The bad news is: The election will again be held in Miami.

So how do you prevent it from being stolen like the last one? That's the predicament facing local officials.

Convicted felons, out-of-towners and even a corpse voted last November. Other citizens cheerfully sold their ballots for $10 apiece. Sleazy history could repeat itself in May unless the voting is more closely supervised.

Believe it or not, there is a "supervisor of elections" office in Miami-Dade—and the staff was hard on the job last fall. The problem was, the law saying who gets to vote was so easily subverted, and the fraud so widespread, that authorities were caught unprepared.

This time ought to be different. One intriguing idea, suggested by my son, is to have Jimmy Carter come down and monitor the new Miami elections, as he did in Nicaragua, Haiti and Panama (where he debunked Gen. Manuel Noriega's farcical victory).

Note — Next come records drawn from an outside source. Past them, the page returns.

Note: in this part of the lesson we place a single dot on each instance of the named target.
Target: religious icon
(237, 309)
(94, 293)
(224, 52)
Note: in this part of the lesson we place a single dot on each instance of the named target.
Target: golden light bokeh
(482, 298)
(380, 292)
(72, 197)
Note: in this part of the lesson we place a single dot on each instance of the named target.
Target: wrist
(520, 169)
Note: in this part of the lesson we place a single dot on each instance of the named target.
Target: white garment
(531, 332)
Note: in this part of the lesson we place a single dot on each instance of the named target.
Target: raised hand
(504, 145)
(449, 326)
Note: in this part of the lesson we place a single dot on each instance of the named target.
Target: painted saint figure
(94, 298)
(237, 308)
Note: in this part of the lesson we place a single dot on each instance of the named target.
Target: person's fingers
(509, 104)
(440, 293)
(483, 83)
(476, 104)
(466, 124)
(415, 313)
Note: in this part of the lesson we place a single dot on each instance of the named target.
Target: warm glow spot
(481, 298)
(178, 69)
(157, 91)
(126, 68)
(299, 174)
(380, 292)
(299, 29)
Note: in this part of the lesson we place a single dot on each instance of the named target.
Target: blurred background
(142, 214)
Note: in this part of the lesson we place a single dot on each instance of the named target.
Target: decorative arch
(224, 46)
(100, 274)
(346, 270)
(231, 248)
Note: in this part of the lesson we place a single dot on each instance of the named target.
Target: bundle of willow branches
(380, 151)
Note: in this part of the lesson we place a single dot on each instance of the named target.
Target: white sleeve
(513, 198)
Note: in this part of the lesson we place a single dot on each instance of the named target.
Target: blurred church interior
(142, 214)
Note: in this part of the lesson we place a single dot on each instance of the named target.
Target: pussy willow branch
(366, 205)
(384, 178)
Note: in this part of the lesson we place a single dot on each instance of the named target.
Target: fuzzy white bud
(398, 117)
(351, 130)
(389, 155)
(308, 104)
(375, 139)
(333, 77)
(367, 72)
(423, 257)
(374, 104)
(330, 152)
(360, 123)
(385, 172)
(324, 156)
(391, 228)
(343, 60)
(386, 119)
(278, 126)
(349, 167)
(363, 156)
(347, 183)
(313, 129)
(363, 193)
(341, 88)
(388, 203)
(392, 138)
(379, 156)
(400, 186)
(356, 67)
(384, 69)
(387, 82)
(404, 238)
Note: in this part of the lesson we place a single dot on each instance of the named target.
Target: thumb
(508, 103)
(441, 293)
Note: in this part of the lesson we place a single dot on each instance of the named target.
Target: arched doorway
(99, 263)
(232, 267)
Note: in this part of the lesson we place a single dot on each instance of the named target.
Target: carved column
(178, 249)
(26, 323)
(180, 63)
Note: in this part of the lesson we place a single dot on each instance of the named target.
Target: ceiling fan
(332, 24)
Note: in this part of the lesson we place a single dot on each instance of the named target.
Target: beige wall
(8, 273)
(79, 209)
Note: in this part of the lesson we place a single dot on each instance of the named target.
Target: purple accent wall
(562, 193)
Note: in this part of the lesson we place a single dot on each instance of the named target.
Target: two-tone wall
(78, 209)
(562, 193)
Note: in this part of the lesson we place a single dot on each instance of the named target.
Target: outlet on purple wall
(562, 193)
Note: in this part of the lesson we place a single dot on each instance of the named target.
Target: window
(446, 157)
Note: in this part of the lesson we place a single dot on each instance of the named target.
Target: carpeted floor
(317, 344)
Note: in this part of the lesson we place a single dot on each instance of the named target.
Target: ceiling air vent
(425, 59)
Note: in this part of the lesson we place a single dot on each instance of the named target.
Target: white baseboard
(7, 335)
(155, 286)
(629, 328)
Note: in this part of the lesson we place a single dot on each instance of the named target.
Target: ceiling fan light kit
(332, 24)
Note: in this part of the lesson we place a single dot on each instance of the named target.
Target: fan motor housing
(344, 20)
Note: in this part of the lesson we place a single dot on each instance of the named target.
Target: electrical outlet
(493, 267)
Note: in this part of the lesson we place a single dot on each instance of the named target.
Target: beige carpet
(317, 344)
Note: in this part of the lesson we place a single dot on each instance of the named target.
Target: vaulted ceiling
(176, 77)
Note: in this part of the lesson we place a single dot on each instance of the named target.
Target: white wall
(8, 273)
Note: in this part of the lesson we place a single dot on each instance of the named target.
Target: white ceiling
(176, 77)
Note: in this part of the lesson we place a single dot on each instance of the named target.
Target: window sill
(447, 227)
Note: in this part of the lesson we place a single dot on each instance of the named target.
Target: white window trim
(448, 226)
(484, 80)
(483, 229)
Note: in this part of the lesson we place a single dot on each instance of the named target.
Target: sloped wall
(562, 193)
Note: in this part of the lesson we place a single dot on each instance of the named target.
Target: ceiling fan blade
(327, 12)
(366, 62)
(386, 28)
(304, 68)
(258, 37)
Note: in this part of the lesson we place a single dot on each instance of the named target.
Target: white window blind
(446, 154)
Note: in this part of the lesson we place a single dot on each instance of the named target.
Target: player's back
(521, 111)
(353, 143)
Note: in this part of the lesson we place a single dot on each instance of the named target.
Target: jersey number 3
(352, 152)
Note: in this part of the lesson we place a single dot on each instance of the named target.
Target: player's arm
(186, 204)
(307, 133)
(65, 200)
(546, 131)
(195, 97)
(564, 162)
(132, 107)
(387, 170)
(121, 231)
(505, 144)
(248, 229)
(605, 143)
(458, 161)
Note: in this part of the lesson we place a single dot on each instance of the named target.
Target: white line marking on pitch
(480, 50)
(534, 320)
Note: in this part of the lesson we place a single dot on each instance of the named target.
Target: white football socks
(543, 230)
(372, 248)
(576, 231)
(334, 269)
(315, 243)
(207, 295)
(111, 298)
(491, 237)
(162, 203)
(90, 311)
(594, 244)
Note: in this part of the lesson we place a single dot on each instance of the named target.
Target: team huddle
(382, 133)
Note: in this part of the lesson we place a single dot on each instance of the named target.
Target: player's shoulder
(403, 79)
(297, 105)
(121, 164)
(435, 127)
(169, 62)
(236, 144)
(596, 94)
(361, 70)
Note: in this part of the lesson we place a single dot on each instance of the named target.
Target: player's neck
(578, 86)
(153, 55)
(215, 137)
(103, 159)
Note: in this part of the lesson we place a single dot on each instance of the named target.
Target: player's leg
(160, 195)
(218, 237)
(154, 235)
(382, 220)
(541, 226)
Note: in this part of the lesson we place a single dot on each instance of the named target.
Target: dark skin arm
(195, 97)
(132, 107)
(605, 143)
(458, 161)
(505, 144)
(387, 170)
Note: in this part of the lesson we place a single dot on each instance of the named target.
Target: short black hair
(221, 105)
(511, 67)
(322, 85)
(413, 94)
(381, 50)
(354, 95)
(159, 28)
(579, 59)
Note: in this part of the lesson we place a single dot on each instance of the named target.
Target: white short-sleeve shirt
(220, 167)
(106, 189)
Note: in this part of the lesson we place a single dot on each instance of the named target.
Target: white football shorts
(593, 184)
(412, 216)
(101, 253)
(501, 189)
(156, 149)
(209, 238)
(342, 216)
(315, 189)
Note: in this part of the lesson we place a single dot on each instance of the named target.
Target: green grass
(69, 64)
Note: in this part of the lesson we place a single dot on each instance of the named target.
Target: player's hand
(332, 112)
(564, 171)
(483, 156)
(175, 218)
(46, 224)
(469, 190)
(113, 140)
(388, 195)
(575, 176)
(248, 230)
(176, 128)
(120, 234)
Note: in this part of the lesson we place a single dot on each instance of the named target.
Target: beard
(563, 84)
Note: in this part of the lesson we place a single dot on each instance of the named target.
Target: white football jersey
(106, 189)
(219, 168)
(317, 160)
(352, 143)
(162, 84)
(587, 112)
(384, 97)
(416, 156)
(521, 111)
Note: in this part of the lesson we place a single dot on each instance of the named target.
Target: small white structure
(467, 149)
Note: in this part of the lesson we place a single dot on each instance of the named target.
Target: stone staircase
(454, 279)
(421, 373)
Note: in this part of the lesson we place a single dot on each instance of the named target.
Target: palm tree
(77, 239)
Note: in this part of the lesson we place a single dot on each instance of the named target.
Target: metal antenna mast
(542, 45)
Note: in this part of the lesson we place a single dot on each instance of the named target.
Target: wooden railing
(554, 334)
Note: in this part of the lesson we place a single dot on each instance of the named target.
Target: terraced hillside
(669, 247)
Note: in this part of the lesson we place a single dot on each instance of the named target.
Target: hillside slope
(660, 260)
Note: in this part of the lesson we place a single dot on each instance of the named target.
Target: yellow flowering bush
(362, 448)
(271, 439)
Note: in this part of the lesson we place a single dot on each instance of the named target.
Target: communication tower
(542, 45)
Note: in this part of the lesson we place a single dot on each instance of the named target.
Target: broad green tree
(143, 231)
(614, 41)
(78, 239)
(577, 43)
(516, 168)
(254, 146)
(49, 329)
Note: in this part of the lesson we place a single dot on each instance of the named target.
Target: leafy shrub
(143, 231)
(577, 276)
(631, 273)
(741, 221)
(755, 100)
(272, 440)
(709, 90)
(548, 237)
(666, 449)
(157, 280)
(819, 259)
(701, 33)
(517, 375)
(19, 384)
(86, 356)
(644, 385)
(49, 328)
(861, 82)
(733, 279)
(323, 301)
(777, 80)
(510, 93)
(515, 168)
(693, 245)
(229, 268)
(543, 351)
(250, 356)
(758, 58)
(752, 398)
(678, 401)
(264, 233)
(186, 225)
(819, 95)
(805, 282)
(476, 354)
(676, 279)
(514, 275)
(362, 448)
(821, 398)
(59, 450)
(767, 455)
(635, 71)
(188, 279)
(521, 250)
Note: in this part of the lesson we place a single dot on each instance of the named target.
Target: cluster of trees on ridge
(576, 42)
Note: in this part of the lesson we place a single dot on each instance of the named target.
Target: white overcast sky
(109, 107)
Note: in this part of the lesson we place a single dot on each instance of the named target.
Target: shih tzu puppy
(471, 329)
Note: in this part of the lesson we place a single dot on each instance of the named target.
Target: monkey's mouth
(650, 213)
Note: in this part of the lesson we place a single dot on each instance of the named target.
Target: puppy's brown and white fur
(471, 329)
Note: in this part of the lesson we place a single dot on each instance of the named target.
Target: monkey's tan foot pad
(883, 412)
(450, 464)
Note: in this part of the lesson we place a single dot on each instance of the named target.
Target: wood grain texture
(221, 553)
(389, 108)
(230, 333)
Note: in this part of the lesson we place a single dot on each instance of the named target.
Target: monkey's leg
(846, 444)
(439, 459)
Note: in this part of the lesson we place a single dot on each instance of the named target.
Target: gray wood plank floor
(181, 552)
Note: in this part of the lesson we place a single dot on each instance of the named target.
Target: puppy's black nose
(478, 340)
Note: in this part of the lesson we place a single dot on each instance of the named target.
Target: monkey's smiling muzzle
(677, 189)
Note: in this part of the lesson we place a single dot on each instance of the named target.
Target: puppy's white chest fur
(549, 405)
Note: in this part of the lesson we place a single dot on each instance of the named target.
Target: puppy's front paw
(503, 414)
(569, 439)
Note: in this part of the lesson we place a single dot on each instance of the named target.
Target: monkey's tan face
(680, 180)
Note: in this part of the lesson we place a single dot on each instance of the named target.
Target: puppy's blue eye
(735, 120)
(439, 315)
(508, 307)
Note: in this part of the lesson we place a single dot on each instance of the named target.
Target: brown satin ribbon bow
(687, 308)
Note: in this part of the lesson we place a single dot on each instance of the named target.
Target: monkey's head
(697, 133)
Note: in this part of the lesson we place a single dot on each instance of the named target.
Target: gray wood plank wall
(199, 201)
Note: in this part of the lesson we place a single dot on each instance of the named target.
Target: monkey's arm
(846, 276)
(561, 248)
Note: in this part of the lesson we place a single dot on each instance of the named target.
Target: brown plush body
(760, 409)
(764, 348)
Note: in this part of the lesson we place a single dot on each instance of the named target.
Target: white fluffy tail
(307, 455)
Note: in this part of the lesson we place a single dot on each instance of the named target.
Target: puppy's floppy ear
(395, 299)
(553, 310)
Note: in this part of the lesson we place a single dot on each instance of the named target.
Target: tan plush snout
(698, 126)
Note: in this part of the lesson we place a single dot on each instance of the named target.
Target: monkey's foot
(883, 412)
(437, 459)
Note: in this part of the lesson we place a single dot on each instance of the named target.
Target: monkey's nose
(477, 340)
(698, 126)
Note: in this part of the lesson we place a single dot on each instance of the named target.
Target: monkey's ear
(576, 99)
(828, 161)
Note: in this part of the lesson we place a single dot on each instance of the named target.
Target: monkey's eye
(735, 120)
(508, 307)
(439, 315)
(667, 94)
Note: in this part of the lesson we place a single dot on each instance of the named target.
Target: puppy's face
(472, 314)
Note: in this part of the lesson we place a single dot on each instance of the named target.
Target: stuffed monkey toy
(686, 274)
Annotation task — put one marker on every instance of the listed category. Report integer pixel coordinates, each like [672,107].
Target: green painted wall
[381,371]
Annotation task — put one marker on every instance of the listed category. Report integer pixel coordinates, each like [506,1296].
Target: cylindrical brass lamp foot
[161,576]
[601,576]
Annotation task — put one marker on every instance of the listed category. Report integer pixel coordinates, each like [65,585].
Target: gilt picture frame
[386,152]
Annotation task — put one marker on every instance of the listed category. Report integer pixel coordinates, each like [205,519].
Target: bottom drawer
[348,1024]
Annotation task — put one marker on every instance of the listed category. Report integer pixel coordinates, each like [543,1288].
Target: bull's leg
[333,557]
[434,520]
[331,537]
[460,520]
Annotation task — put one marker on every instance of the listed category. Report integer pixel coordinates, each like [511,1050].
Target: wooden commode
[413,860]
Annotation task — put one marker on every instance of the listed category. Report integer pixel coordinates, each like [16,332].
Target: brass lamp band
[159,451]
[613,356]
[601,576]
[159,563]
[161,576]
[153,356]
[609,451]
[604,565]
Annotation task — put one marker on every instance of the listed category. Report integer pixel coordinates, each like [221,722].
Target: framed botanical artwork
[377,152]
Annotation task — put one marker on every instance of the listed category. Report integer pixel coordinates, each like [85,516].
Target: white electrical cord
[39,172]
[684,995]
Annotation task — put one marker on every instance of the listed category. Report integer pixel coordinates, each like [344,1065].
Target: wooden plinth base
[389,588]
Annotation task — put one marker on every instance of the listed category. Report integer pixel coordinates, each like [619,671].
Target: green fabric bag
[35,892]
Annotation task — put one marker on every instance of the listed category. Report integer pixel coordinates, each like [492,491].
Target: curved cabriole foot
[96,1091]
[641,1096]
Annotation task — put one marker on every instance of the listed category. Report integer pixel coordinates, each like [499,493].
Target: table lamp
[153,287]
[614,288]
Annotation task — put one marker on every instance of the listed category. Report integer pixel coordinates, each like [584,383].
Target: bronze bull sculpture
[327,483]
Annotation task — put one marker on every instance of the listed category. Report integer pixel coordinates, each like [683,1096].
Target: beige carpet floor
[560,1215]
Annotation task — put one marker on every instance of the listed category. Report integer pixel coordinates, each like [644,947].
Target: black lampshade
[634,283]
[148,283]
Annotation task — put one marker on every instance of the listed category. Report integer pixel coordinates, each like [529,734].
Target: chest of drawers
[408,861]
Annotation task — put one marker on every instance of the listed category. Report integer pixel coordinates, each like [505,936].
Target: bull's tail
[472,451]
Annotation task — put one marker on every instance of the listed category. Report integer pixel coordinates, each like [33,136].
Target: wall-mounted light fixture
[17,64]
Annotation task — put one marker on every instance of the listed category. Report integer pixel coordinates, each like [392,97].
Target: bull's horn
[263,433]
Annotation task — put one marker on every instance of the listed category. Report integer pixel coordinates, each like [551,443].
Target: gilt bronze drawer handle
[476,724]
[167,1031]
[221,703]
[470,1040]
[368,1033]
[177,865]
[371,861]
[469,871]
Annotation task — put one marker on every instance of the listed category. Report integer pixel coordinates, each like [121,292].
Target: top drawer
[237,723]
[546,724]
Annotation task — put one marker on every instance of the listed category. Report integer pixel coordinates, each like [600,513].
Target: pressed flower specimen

True, the Miami of today is more politically backward than all those places, so Carter would face a steeper challenge. For security the former president would need several crack divisions of U.N. troops encircling the polls just to keep out all the bogus voters.

Carter's past willingness to serve as an elections watchdog stems from his own dismaying experience with voter fraud. In his book Turning Point, Carter describes how his first run for the Georgia Senate was nearly upended by flagrant ballot-stuffing and—you guessed it—a mysterious turnout of dead voters.

Surely the former president would sympathize with all those honest Miamians victimized by last fall's electoral larceny.

Yet when I phoned his office in Atlanta, Carter's assistants seemed doubtful he'd be able to fit the Miami crisis into his busy schedule. In their voices one could also detect wariness about sending him into such a messy quagmire.

That's understandable. Carter is well familiar with South Florida's reputation for tolerating skulduggery and graft. After Hurricane Andrew struck, I told him that while entire subdivisions of expensive homes in South Dade blew to pieces, most of his low-cost Habitat for Humanity houses didn't lose so much as a shingle in the storm.

"Well," Carter said with a wry smile, "we use nails in ours."

He was on an airplane Wednesday when I tried to reach him to ask if he'd fly to Miami for the elections. His spokeswoman, Carrie Harmon, was diplomatic but cautious.

"To date, the Carter Center has only monitored elections outside the United States—Africa, Latin America. We've never monitored a U.S. election," she said.

I asked what it usually takes to get the former president involved.

"Normally when we're dealing with developing countries, we have to be invited by all parties—the current government and the major opposition parties," she explained. "That's the only way it works, if everybody agrees to it."

But what about developing cities? Suppose Xavier Suarez and Joe Carollo, the front-runners for Miami mayor, extended a joint invitation—then would Carter consider monitoring a U.S. election?

There was a good-natured pause on the line, and perhaps the trace of a chuckle. "Well, we've never done it before," Harmon said, "but we wouldn't absolutely rule it out. Definitely not."

Now it's up to the candidates: Pick up the phone, guys. Call Jimmy now. If Noriega could do it, you can, too.